The issue is that semantic similarity returns “related” results, not “important” or “recent” results. Ask “what did the user decide about the pricing model?” and you get five vaguely related memories ranked by cosine distance. One is about pricing from a different project. Two are from early brainstorming sessions where the user was still exploring options. None of them is the actual decision.

Cosine similarity has no concept of time, no concept of importance, and no concept of whether a memory supersedes another. It just finds nearby vectors. That’s useful, but it’s not memory.

Why existing solutions didn’t work for us

We looked at LangChain’s memory modules. They’re fine for single-session context windows, but they don’t handle the “user returns three days later” case. The conversation buffer fills up, the summary chain compresses everything into a paragraph, and you lose the specifics that actually matter.

We also tried RAG over conversation history. This loses coherence at chunk boundaries. A decision that spans three messages gets split across chunks, and retrieval returns the middle chunk without the reasoning that preceded it or the conclusion that followed.

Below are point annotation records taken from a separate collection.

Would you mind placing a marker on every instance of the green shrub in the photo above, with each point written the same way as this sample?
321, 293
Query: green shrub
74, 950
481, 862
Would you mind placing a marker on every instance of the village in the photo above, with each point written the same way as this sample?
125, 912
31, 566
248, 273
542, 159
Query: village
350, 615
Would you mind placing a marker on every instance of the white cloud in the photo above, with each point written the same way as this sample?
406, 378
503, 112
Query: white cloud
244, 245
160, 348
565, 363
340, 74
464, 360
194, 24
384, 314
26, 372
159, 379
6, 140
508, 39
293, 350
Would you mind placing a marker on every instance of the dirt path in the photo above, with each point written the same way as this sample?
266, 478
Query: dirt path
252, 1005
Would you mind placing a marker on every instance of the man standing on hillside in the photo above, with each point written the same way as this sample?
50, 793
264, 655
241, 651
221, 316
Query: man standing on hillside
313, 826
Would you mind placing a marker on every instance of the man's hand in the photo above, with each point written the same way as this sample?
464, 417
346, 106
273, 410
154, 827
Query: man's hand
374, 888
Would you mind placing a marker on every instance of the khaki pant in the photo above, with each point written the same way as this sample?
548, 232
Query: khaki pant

Both approaches treat memory as a retrieval problem. It’s actually a curation problem. The hard part isn’t finding memories, it’s knowing which ones still matter.

The architecture we landed on

We ended up with a hybrid system. Three storage layers, each doing what it’s good at.

PostgreSQL handles structured metadata: importance scores, timestamps, access frequency, memory type, scope, and audit trails. Every memory operation is logged. This matters for compliance and debugging, but it also gives us the signals we need to rank and filter.

Qdrant handles semantic search. When an agent needs to find memories by meaning rather than exact match, the vector index does the work. But we never return raw vector results to the agent. They always pass through a scoring layer that factors in recency, access frequency, and importance.

Redis sits in front for hot caching. Memories that are being actively used in a session stay in cache. This keeps latency low for the common case where an agent retrieves the same context multiple times within a conversation.

We defined three explicit memory types. User-specific memories persist across all sessions for a given user. Session-specific memories live and die with a single interaction. Shared pools let agents learn from each other, so if one agent discovers a useful pattern, others can benefit.

Per-agent isolation

Each agent gets its own Qdrant collection. This was a deliberate choice. It simplifies tenant isolation significantly. It makes GDPR deletion straightforward (drop the collection, done). And it prevents cross-contamination between agents operating in different contexts.

The alternative was a single shared collection with metadata filtering. We tried that early on. It works until it doesn’t. Filtering by agent ID on every query adds latency, and one misconfigured filter means Agent A is suddenly retrieving Agent B’s memories. Separate collections are more expensive in storage but cheaper in headaches.

Importance scoring

Not all memories are equal. We calculate an importance score from recency and access frequency. Memories that get retrieved often score higher. Old memories that nobody queries gradually fade. This is intentional. If no one has needed a piece of context in weeks, it’s probably not worth surfacing.

Pinned memories are the exception. Users or agents can pin a memory to exempt it from decay. This handles the case where a decision was made once, referenced rarely, but remains relevant indefinitely.

What’s still broken

Memory consolidation. After a few weeks of active use, an agent accumulates 20 separate entries that all say some variation of “user prefers concise responses.” These should really be one merged preference with high confidence.

We’ve experimented with periodic summarization jobs that compress related memories. It helps with storage and retrieval speed, but it loses nuance. “User prefers concise responses” and “user prefers concise responses except for technical explanations where they want full detail” are meaningfully different. A summarizer tends to flatten these into the simpler version.

I don’t have a good answer here yet. Some form of structured preference extraction, where memories get parsed into typed fields rather than free text, seems promising. But we haven’t found an approach that handles the full variety of things agents need to remember. This is still an open problem, and I suspect it will be for a while.